L’un des slogans de ce congrès était « Chers frères, le temps est court » (en référence à 1 Cor 7:29). Il est intéressant de noter que ceci se réfère moins à l’attente proche du retour du Seigneur, mais plutôt à la possibilité d’une prochaine catastrophe imminente due au communisme. « Ce n’est certainement pas un hasard si la légendaire conférence pour la mission mondiale a eu lieu à Beatenberg. C’est là que se trouvait l’idéal terreau fertile pour les idées des organisateurs, car l’école avait également la même vision », a déclaré Aeschlimann. Le fondateur et président de YFC, Torrey Johnson, s'est senti guidé par le Saint-Esprit vers Beatenberg comme lieu de conférence. Le couple Wasserzug, qui dirigeait alors l'école biblique à Beatenberg, entretenait déjà de nombreux contacts avec des évangéliques américains.
L’OBJECTIF AMBITIEUX
Quant au but du congrès, rien de moins que l’évangélisation mondiale, Aeschlimann commente : « Cela semble plutôt présomptueux ! C’est une démarche courageuse qui fait naître le soupçon d’une certaine naïveté. Et si l’on regarde de plus près les participants, ces soupçons se confirment : il s’agissait de personnes dont la formation était parfois assez limitée et dont l’expérience était encore plus limitée ». Torrey Johnson aurait même déclaré qu’ils étaient immatures en tant que groupe. Aeschlimann ajoute : « Mais le fait qu’ils étaient inexpérimentés avait aussi un côté positif : il n’y avait pas de routines à suivre.

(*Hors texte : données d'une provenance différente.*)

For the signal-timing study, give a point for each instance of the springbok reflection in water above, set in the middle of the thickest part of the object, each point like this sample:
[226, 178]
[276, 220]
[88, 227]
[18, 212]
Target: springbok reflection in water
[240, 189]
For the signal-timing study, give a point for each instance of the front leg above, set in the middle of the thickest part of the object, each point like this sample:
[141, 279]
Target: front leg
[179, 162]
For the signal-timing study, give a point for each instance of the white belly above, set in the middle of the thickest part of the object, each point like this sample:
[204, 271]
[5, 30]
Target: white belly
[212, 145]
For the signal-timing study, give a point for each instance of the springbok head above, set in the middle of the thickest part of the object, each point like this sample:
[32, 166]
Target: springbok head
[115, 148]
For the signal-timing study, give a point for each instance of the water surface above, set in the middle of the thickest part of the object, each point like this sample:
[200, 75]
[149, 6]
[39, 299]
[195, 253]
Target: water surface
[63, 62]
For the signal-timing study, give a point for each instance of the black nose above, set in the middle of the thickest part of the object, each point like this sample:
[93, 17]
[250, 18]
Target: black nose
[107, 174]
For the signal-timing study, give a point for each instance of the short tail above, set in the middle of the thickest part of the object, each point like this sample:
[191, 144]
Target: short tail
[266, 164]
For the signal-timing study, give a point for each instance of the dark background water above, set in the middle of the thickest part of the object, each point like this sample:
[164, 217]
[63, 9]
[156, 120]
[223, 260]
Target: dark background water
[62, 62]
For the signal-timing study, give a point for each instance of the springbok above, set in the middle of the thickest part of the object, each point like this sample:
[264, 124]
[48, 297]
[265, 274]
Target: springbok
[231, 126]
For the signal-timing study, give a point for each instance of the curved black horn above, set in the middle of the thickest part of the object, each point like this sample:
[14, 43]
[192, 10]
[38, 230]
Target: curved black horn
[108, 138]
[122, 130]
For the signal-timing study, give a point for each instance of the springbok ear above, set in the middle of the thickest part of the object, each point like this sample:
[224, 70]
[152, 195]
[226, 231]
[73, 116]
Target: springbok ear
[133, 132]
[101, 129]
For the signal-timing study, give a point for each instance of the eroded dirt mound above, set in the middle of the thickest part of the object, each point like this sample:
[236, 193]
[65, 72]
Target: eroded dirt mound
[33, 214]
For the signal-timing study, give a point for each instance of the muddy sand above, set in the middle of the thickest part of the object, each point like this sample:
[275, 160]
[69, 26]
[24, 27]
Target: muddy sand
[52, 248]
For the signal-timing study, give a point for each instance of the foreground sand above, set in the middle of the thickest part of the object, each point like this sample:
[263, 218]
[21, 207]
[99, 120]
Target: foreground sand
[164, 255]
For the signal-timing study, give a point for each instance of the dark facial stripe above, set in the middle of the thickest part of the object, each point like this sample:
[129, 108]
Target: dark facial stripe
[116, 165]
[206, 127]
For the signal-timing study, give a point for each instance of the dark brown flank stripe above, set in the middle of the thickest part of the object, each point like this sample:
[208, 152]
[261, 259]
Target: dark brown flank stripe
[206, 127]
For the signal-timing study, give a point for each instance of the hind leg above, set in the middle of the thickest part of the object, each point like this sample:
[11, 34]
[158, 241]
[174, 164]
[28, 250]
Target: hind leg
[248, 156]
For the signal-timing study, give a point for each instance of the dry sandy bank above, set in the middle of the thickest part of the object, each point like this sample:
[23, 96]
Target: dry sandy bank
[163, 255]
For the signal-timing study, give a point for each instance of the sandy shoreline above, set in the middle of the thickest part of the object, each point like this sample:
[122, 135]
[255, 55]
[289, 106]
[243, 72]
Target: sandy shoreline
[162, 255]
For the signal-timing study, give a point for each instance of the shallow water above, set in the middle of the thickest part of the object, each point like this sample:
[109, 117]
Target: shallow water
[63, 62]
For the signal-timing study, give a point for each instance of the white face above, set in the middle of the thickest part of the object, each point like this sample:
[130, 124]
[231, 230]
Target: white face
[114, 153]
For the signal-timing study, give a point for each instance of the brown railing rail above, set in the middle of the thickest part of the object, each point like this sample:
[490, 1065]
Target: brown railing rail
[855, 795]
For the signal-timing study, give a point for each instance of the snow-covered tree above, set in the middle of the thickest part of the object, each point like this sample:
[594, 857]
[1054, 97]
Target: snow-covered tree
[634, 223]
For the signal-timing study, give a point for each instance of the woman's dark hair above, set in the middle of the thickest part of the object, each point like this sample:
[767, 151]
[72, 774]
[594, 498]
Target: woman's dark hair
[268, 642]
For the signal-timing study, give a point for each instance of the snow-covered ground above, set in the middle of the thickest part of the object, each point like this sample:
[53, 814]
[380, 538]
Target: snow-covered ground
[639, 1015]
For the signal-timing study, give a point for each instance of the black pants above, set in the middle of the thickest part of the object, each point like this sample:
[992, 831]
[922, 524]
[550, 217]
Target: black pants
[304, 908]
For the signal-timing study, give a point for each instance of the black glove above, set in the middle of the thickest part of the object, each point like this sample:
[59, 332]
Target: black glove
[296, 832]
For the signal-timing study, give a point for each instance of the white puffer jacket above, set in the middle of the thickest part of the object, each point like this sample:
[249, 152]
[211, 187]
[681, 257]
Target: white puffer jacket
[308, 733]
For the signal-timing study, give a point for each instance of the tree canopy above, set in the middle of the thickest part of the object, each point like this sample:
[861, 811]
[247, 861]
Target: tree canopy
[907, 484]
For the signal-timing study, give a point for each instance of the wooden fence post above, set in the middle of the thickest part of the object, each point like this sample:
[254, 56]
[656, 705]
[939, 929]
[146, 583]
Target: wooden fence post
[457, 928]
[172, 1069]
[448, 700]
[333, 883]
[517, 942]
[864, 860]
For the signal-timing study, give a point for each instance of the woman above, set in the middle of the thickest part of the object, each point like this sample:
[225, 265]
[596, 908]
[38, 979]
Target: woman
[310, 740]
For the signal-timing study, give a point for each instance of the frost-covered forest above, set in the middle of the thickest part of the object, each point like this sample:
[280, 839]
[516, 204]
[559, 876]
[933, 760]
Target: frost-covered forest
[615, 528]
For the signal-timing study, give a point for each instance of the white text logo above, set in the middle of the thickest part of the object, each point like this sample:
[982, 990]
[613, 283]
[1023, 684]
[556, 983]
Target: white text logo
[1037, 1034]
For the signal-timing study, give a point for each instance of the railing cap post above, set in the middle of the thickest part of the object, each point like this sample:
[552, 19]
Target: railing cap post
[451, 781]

Il n’y avait pas non plus de traditions à expliquer. Ils n’avaient pas d’antécédents, ce qui aurait pu être une bonne chose pour la direction, mais qui aurait aussi pu être un handicap. C’était un nouveau groupe avec peu d’expérience, mais prêt à affronter tout ce qui l’attendait. Ils avaient la foi, le courage et l’enthousiasme. Une grande dynamique s’est créée ».
MISSION APRÈS LE NATIONALISME
Dès le début, le souhait était de se mettre en réseau avec des personnes déjà actives dans les pays que l’on voulait atteindre. La liste des participants et les traductions proposées – plus d’une douzaine de langues, des langues européennes à l’arabe, au philippin et à l’hindi – l’ont clairement démontré. Certains participants ont vécu le congrès comme une ouverture des yeux. Le comité d’organisation a souhaité qu’aucune différence ne soit faite entre les nations et que tout le monde participe. Pour Aeschlimann, il s’agit là d’une déclaration assez extraordinaire compte tenu du racisme qui régnait à l’époque (et pas seulement en Allemagne) et des participants issus de nations qui étaient encore ennemies quelques années auparavant.
Beatenberg 1948
L’ATMOSPHÈRE
Les organisateurs étaient conscients que l’évangélisation mondiale ne dépendait pas seulement de l’utilisation de nouvelles méthodes techniques, mais qu’elle ne pouvait réussir que si l’on était profondément ancré en Christ. « Le Saint-Esprit nous a réunis pour prier, étudier la Bible, sonder nos cœurs et écouter Dieu », ont dit les organisateurs aux participants. « Puisse cela lui plaire de nous donner une vision nouvelle et plus grande de la tâche de l’évangélisation mondiale et des moyens par lesquels elle peut être menée à bien maintenant ! »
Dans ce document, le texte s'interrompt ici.